また、この記事はFOLIO Advent Calendar 2020の13日目(諸事情により代打)の記事でもあります。

DeviceLockCommandについて

DeviceLockCommandはiOS/iPadOSやmacOSのデバイスをロックするためのMDMコマンドです。 多くの場合、デバイスが盗難および紛失した際に使われます。

似たコマンドに、EraseDeviceCommandがありますが、こちらはいわゆるワイプです。 こちらは、DeviceLockCommandと同様のユースで使われることが多いですが、異なる点としてはデバイスのデータが削除されます。

往々にして、盗難の場合はワイプ、紛失の場合は見つかる可能性があるのであればロックを選択することが多いと思います。

もし盗難にあった際に、デバイスをワイプするのみを行うと、デバイス保持者が管理下に置かれたデバイスとして再セットアップできてしまいます。 そのため、Apple Business Manager/Apple School Manager上で、対象デバイスをMDMサーバーから除外することをお勧めします。

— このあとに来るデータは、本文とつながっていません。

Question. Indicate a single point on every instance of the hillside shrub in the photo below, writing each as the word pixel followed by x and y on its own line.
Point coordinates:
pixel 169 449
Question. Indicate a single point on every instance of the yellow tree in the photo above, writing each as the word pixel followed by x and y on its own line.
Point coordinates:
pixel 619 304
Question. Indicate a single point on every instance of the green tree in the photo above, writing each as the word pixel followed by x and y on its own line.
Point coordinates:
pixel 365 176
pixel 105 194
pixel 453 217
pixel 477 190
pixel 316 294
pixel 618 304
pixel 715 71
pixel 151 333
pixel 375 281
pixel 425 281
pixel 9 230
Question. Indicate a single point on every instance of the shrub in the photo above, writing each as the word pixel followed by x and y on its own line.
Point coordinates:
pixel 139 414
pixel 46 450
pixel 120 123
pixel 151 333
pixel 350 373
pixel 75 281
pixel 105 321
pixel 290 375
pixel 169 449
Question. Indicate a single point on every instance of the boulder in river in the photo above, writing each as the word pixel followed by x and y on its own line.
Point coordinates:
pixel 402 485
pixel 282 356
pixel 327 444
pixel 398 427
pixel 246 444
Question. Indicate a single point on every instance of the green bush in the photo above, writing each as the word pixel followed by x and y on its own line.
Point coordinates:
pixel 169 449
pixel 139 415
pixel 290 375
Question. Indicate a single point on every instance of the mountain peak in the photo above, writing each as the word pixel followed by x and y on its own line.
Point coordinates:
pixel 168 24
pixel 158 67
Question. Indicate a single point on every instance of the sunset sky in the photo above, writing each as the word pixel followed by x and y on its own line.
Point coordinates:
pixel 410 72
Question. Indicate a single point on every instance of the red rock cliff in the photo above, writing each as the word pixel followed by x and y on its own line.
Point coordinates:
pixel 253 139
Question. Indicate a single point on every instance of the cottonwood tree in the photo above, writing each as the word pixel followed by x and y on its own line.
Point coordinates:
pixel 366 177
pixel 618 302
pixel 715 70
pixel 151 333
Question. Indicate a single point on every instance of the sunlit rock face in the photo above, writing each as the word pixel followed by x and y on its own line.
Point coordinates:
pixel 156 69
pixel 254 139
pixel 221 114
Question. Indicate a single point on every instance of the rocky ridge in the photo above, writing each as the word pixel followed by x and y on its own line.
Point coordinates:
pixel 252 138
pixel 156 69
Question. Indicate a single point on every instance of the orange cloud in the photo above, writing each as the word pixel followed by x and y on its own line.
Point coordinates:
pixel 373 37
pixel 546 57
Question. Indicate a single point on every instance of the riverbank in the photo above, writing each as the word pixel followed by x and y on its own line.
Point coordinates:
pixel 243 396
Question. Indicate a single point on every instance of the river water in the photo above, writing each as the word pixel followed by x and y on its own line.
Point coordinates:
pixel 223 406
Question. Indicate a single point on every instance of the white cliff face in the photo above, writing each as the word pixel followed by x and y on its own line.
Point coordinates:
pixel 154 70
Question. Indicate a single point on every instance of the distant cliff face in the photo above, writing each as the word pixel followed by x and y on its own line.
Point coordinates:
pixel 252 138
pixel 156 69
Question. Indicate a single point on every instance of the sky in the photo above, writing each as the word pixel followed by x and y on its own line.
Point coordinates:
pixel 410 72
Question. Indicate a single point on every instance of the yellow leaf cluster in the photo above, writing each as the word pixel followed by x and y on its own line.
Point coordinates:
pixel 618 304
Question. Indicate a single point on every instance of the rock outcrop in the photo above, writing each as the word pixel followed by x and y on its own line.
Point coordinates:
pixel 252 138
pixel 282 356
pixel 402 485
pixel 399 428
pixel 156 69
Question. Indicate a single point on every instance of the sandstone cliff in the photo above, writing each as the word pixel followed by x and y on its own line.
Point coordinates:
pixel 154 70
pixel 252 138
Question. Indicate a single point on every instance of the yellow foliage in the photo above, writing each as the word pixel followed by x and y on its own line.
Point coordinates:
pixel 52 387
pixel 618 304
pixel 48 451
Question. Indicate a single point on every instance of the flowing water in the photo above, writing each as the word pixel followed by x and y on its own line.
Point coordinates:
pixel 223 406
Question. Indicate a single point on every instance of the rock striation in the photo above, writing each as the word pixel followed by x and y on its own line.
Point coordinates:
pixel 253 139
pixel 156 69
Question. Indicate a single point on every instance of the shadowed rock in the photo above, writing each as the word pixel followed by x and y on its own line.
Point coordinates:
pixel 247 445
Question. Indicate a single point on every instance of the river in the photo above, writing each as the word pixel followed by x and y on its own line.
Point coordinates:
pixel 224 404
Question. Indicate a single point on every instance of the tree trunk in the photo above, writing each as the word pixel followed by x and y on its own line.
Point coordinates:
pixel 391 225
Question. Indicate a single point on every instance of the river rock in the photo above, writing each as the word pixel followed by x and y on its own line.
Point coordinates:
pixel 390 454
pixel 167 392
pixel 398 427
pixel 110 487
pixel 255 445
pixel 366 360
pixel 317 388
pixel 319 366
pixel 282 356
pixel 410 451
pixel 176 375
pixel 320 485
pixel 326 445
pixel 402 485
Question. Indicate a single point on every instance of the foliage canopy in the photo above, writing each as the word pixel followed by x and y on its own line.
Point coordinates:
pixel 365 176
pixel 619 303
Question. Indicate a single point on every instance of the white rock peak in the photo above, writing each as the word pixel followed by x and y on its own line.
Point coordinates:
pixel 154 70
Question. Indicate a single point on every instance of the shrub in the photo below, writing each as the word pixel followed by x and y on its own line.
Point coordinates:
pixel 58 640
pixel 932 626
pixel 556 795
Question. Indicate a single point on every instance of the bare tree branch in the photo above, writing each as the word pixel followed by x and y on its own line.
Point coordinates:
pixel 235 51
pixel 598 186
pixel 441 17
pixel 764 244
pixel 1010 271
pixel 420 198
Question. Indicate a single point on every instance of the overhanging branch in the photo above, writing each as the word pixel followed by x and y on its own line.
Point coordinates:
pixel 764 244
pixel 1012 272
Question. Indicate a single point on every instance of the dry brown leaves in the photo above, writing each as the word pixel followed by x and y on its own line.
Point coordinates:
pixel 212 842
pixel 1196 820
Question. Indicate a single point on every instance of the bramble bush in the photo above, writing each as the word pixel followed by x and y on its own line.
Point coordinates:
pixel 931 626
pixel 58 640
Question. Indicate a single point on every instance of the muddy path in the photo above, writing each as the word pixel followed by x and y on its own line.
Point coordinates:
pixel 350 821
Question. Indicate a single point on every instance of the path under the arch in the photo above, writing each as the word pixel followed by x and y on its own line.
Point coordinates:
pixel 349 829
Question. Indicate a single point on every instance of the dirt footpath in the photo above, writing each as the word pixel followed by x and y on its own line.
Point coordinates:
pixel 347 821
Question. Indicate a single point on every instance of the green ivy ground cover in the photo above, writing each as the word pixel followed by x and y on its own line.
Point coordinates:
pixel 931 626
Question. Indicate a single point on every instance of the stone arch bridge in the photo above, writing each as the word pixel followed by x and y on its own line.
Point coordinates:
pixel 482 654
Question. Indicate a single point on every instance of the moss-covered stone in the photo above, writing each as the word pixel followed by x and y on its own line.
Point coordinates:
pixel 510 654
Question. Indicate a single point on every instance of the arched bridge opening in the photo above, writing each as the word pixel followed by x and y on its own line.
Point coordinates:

Macに対してDeviceLockCommandを実行すると、指定したPINコードでロックを解除できます。また、オプションとしてデバイスのロック解除画面にメッセージを表示できます。

Jamf Proでのコンピュータに対してのDeviceLockCommandの実行

Apple Siliconを搭載したMacデバイスでのDeviceLockCommandの挙動

Apple Siliconを搭載したMacデバイスに対して、DeviceLockCommandを実行すると、ロックする代わりにrecoveryOSが起動します。 ロックを解除する場合、管理者アカウントで認証する必要があります。

これなら問題ないと思われるかもしれませんが、デバイスを保持している人がrecoveryOSを介してMacを初期化できてしまいます。 つまり、ワイプと同様の挙動となり、デバイス保持者はデバイスを再セットアップできてしまいます。

終わりに

Apple Siliconを搭載したMacデバイスでのDeviceLockCommandの挙動を紹介しました。

該当のデバイスが盗難および紛失となった場合は、現状は一律ワイプおよびMDMサーバーへのアサインを解除してしまうのが良いと考えられます。

デバイスは急に壊れるかもしれないですし、いつ盗難、紛失に合うかわかりません。 つまり、いつでもデバイスのデータは損失するかもしれないと考えるべきかもしれません。

データの保持の観点では、コロナ禍でテレワークが主流となりつつある中、TimeMaschineでNASなどにバックアップを取るのは現実的ではありません。 組織としてデバイスのデータの損失を避けたい場合は、オンラインファイルストレージやDruvaなどのオンラインバックアップシステムの導入を検討してみても良いかもしれません。